Mais uma forma de combate a doenças que atacam bananas
O Estado da Bahia, com as fronteiras fechadas, tem permanecido livre da sigatoka-negra, doença fatal para os bananais, mas, internamente, enfrenta a sigatoka-amarela, uma variedade mais leve, porém não menos perigosa, por destruir as folhas, até matar a planta.
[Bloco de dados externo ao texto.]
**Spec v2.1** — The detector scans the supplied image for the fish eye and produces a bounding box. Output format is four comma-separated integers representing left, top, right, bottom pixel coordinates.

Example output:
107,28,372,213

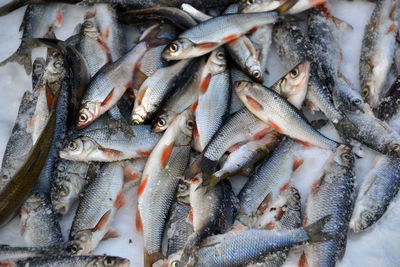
290,68,299,79
79,113,89,122
341,153,353,162
362,86,369,98
186,120,194,130
104,258,114,266
157,118,167,127
168,43,178,53
251,70,261,79
60,185,69,197
68,141,78,150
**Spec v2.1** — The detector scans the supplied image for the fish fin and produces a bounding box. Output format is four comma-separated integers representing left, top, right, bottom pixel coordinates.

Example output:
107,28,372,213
257,193,272,214
292,158,304,171
0,44,32,75
92,210,111,232
160,142,175,169
304,215,336,243
272,0,298,15
102,229,120,240
299,251,309,267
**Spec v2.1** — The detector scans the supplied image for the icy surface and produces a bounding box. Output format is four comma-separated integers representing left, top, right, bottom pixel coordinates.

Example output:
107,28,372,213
0,0,400,267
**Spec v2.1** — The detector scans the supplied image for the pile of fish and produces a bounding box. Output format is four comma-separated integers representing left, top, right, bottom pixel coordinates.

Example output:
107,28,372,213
0,0,400,267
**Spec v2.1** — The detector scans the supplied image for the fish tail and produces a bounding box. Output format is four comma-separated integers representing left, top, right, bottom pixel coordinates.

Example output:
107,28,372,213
0,44,32,75
304,215,335,243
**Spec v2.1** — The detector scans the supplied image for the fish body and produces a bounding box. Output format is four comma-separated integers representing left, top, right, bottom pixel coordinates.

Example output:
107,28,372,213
20,192,63,247
302,145,355,266
350,156,400,232
69,163,124,255
359,0,398,108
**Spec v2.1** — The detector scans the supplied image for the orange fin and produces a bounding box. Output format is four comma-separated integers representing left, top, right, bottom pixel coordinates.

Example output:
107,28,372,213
161,143,174,169
92,210,111,232
200,73,212,94
138,177,149,200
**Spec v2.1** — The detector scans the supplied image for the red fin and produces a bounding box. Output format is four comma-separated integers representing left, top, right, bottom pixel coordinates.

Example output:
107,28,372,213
197,43,217,50
269,121,282,133
99,147,121,159
222,34,239,42
136,210,143,233
292,158,304,171
192,101,199,111
101,88,114,107
137,150,151,157
56,9,62,25
386,23,397,34
161,143,174,169
264,222,276,230
295,139,311,147
257,193,272,214
299,252,309,267
102,229,119,240
138,177,149,197
253,127,271,140
114,191,126,210
104,27,110,40
200,73,212,94
92,210,111,232
246,95,263,110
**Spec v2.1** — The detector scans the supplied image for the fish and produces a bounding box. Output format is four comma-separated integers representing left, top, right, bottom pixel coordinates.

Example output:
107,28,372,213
76,19,112,77
20,191,64,247
239,0,325,14
237,138,302,227
0,112,56,226
136,109,194,266
272,20,358,136
235,81,338,150
0,255,130,267
131,60,191,124
349,156,400,232
210,132,279,185
50,159,99,215
60,125,161,162
359,0,398,108
69,162,124,255
246,187,301,267
151,60,205,133
300,145,355,266
193,48,231,152
162,1,295,60
0,4,63,75
189,216,332,266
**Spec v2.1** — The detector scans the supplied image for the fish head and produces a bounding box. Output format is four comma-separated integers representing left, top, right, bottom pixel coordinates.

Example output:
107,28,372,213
278,61,310,108
168,108,195,146
76,102,101,130
161,38,199,60
151,110,176,133
207,47,226,75
239,0,285,13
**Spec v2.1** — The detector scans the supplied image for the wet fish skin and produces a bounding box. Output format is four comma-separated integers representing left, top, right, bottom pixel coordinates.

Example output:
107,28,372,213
350,156,400,232
20,192,63,247
235,81,337,150
193,48,231,152
359,0,398,108
60,125,161,162
302,145,355,266
136,110,194,266
69,163,124,255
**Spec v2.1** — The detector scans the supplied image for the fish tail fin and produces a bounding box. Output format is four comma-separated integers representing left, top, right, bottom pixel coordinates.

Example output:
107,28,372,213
304,215,335,243
0,44,32,75
273,0,298,15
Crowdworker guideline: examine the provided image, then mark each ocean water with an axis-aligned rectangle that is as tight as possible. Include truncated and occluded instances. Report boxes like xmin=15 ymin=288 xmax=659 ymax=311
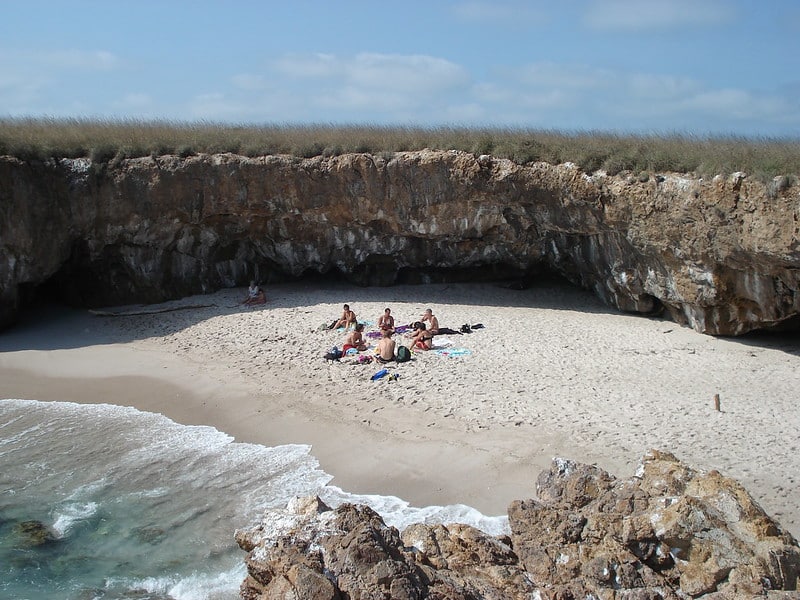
xmin=0 ymin=400 xmax=507 ymax=600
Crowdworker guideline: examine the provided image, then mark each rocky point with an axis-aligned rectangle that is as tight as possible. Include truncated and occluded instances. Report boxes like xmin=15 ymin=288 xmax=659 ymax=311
xmin=236 ymin=451 xmax=800 ymax=600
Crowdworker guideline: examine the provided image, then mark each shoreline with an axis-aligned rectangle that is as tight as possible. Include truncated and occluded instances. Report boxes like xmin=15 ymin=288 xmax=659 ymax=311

Segundo maior produtor de bananas do País, com perto de 800 mil toneladas por ano, atrás de São Paulo, que colhe mais de mil toneladas (IBGE/2003), a Bahia tem procurado formas de se livrar das doenças e, mais ainda, meios para enfrentar a sigatoka-negra, caso ultrapasse as barreiras sanitárias.
Finalmente, depois de muitas pesquisas, foram lançadas a japira e a pakovan Ken, duas variedades de bananeira resistentes à sigatokaamarela e à sigatoka-negra, obtidas por meio de melhoramentos genéticos, desenvolvidos conjuntamente pela Embrapa Mandioca e Fruticultura Tropical, em Cruz das Almas (BA), e Embrapa Acre, em Rio Branco, no Norte do País.
O principal responsável pelas pesquisas em Cruz das Almas é Sebastião de Oliveira e Silva, doutor em melhoramento de plantas, que desenvolve trabalhos desde 1982.
Em suas pesquisas, ele aliou características distintas de cada variedade até chegar à que mais resiste à sigatoka e ao mal-do-panamá, doença endêmica nas regiões produtoras de banana do mundo.
“Os produtores que tiverem em seu bananal variedades resistentes à doença nem perceberão quando ela chegar”, assegura o pesquisador, completando: “Com a descoberta dessas variedades resistentes, a sigatoka-negra não vai interferir nas lavouras, caso avance as fronteiras do Estado.” A cultivar japira é um híbrido obtido por meio de cruzamentos entre a pakovan (AAB) e o híbrido diplóide M 53 (AA). Ela produz frutos saborosos, é resistente ao despencamento e mostrou boa produtividade e resistência às duas doenças e ao mal-do-panamá. Os frutos são resistentes à antracnose – fungo que sobrevive em restos de cultura e nas sementes.
A variedade pacovan Ken é um híbrido tetraplóide (AAAB), de porte alto, resultante do cruzamento da cultivar pacovan com o híbrido diplóide (AA) M 53, criada na estação de Cruz das Almas – Ken é em homenagem ao seu criador, Dr. Kenneth Shepherd. A quantidade, o tamanho e a produtividade são superiores aos da pacovan.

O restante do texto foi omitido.